Well I did as you said this morning and heard the relay click when I went ta start her, so I guess that's not the issue. Now what do I do?? I know the starter will have ta come out either way,but I'm still lost on how ta do this. Any help would be much appreciated...


----------



## inkedgiff (Mar 28, 2010)

I got mine to work, the alt was bad, so it's back in the land of the living. Thanks for the help.


----------



## zanegrey (Dec 5, 2005)

the starter is not all that hard to do..

in the whole starter system is the bat ,relay ,clutch inhibitor switch and the key switch..

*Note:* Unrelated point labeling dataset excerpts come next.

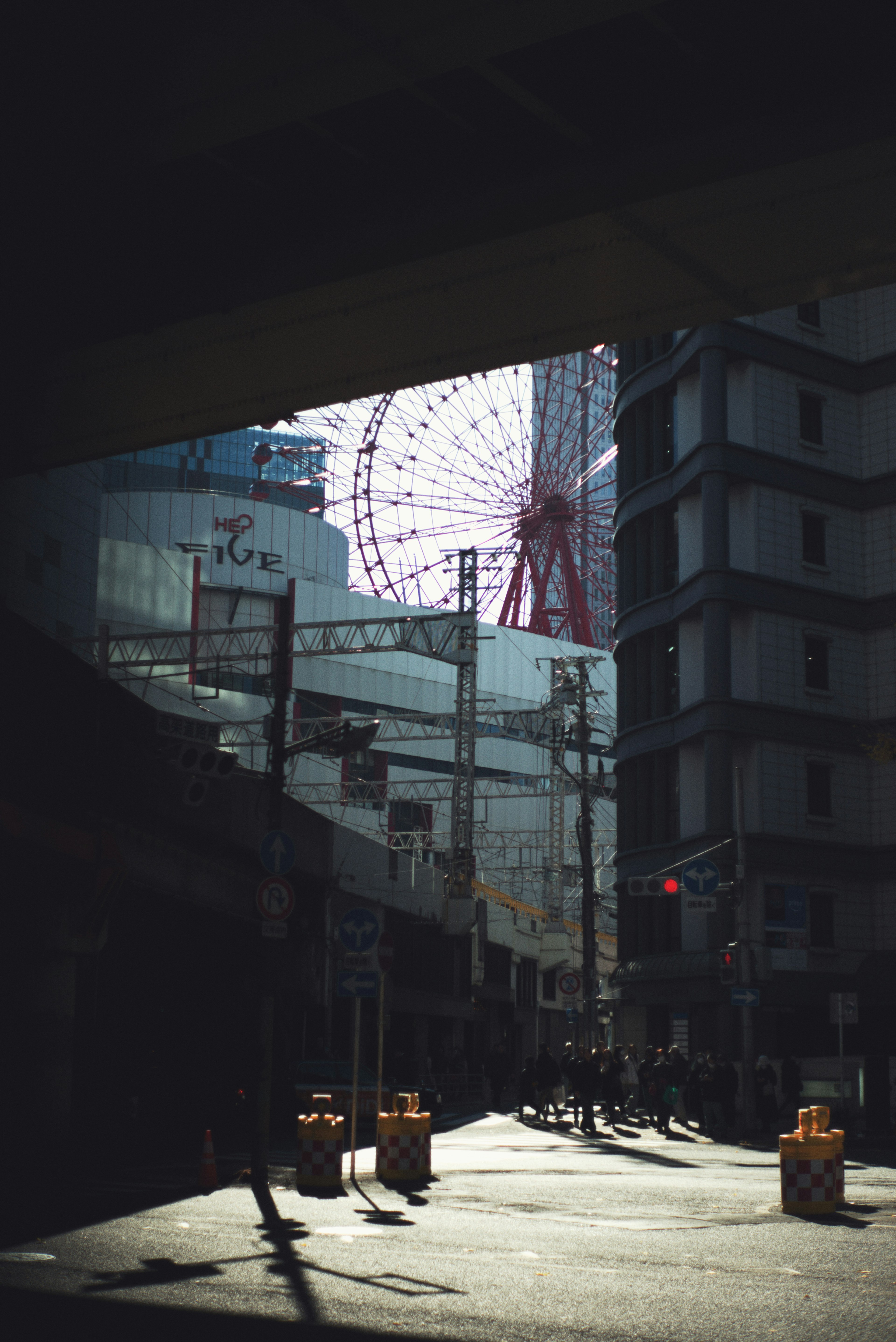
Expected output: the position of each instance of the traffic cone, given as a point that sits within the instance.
(207, 1167)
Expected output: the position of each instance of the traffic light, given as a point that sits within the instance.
(652, 886)
(729, 965)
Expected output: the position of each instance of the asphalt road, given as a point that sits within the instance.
(524, 1233)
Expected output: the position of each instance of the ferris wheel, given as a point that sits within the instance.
(517, 462)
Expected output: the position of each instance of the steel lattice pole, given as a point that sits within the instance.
(462, 792)
(589, 964)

and ofcoarse the wire and cables that interlink them..


----------



## 91HB (Aug 21, 2008)

**

This past weekend, I assumed all along that the issue was the solenoid, so I rolled up my sleeves and got down and dirty to take it out. Then once the whole starter was out, I went ahead and replaced both the starter and solenoid with a new unit; however, even after all that work, my truck still wont start!! I know I can scratch off the battery, solenoid, and starter as the culprit now, but what about all this other stuff you talk about Zanegrey (clutch inhibitor switch and the key switch)? How do I scratch those off the list? Thanks.


----------



## RobXEV6 (Nov 3, 2009)

The clutch inhibitor switch is at the bottom of the clutch pedal's travel. If you have a test lead with alligator clips, you can temporarily bypass it for testing. Or bypass it completely like in this pic:










The little pink tube is one of those double-crimp connectors. The switch above it with the plunger is the clutch inhibit switch.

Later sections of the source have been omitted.